Third Pairing: Russell-Bouchard
Kris Russell had what some may call a horrible 2017-18 season. I try to look at things from a positive perspective and while I agree he had a bad year I don’t think you can write him off. Russell was put it positions that seemed unnatural to him at times last year with injuries plaguing the team early.
He is a natural right-side defensemen but I think he plays better on the left side, opposite his shooting side. Russell is entering the second year of a four-year deal worth $16 million so while I agree that he may be a bit overpaid, I think it would be foolish to consider him not a worthy piece.
Russell played in 78 games last year and put up 21 points (4G-17A) his highest in the past four years. He’s a good defender if he can keep the play in front of him and of course as everyone knows can block shots like no one else.
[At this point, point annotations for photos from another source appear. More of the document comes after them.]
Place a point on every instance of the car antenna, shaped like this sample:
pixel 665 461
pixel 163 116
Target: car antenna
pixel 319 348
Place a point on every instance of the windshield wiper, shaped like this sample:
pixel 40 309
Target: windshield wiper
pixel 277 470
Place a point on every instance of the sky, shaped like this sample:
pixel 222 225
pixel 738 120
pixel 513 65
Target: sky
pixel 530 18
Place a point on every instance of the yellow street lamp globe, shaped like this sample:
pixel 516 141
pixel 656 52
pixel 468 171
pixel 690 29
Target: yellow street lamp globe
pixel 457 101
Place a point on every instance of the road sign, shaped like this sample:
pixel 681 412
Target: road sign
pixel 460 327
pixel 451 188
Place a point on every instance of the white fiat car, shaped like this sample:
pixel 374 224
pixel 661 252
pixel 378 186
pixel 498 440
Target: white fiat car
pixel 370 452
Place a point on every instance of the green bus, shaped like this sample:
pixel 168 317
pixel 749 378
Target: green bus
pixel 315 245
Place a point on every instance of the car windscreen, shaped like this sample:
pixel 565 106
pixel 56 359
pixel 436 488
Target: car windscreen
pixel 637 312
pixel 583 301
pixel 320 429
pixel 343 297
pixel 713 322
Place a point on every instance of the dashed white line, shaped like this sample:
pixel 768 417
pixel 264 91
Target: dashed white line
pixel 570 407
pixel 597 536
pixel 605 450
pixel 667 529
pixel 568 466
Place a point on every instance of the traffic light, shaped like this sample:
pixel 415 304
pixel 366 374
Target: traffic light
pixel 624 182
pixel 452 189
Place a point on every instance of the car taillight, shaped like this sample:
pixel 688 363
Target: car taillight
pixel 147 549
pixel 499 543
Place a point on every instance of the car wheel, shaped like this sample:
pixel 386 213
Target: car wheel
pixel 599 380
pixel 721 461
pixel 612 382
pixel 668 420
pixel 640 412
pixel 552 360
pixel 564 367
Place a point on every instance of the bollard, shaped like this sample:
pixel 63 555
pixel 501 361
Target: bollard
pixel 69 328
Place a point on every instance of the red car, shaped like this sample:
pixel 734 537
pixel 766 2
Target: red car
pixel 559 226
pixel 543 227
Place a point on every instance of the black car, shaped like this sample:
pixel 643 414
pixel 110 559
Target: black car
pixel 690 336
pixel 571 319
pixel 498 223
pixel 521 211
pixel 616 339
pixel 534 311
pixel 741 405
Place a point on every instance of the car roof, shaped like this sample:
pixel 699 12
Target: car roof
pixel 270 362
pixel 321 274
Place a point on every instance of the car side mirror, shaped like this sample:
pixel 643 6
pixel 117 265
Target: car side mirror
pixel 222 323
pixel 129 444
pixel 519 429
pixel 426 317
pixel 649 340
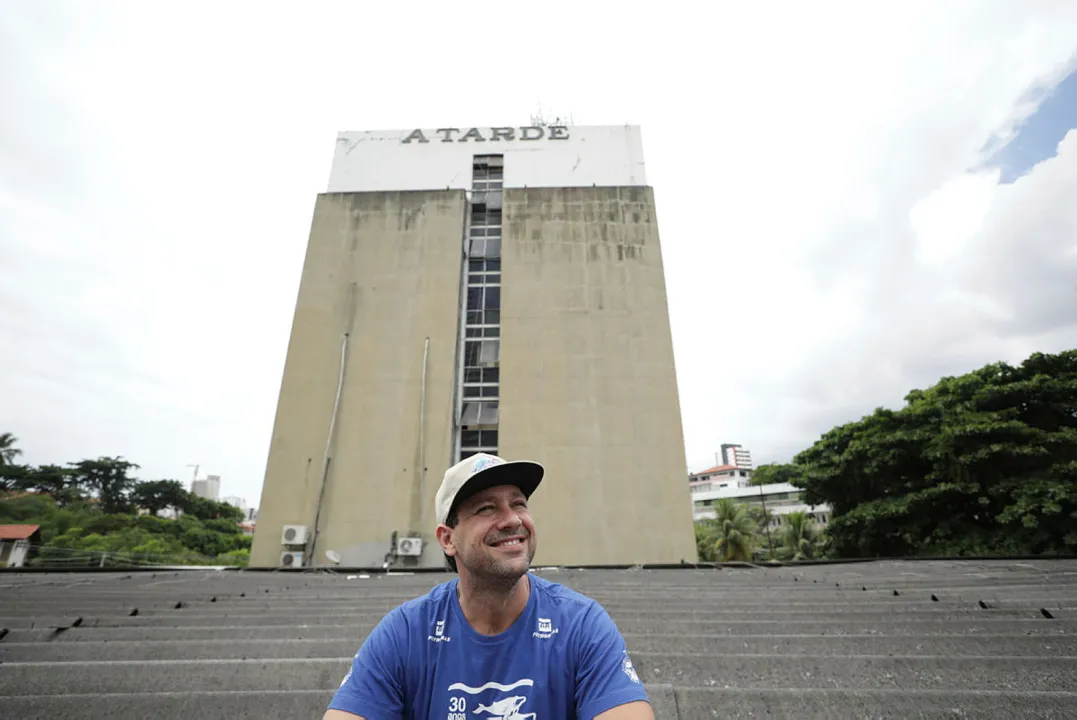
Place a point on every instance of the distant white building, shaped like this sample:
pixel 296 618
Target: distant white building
pixel 781 498
pixel 208 488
His 189 blocked shots were the most on the team with second place going to Darnell Nurse with 113.
Russell can be a physical presence despite his small stature, finishing fourth on the team in hits with 87 but his team leading 64 giveaways is something that needs work.
Overall, I think the biggest downfall to Russell’s game last year was him having the second most amount of minutes of any Oilers d-man. He belongs in the third pairing and if played out of that he will struggle.
For years I have always hated the idea of playing a rookie before they were ready for big game action. With Andrei Sekera going down for what can be assumed the year with a torn achilles the Oilers are very thin on options to plug in his spot.
The difference between most rookies and Bouchard is uncanny. This young Oakville Ontario native was the most NHL-ready defensemen in this year’s draft and at times looked like a man amongst boys last year with the London Knights.
Bouchard was a main component to the Knights finishing with 99 points last year and making the playoffs late. He was 7th in the team in scoring and 6th in the playoffs. Bouchard put up 87 points on the year (25G-62A) and 5 points in the playoffs.
At 6’2” 193lbs Bouchard brings size to the blue-line and it’s hoped that one day his heavy right-handed shot can be one that leads the powerplay unit. Bouchard’s passing ability is something to marvel at and could already help and Oilers powerplay unit that finished last in the league at 14.8%.
Again, forcing a rookie into a spot they’re not ready for is never ideal, as the Oilers have learned over the years. But they have finally found one that will be ready for the challenge and thrive on the third pairing with a veteran partner to help him out.
Other Possibilities: They aren’t many. The only other defensemen on the roster even capable of playing in the NHL for me are newly signed Kevin Gravel and Jakub Jerabek and the youngster Ethan Bear who caught some time last year.
Gravel has played a total of 70 NHL games while Jerabek only 36. Neither will make huge contributions but could fill in a pinch. Bear played in 18 games with the Oilers last year and while he had some success is still a raw prospect and needs more time in the AHL.
Let’s hope the Oilers don’t suffer too many injuries on the blue-line this year because they are paper-thin behind the top 6.
That was my lineup projections for the Edmonton Oilers going into the 2018-19 season. Hope you enjoyed it and are as excited as I am to get camp and the preseason underway, so we can see what Todd McLellan does come October 6th.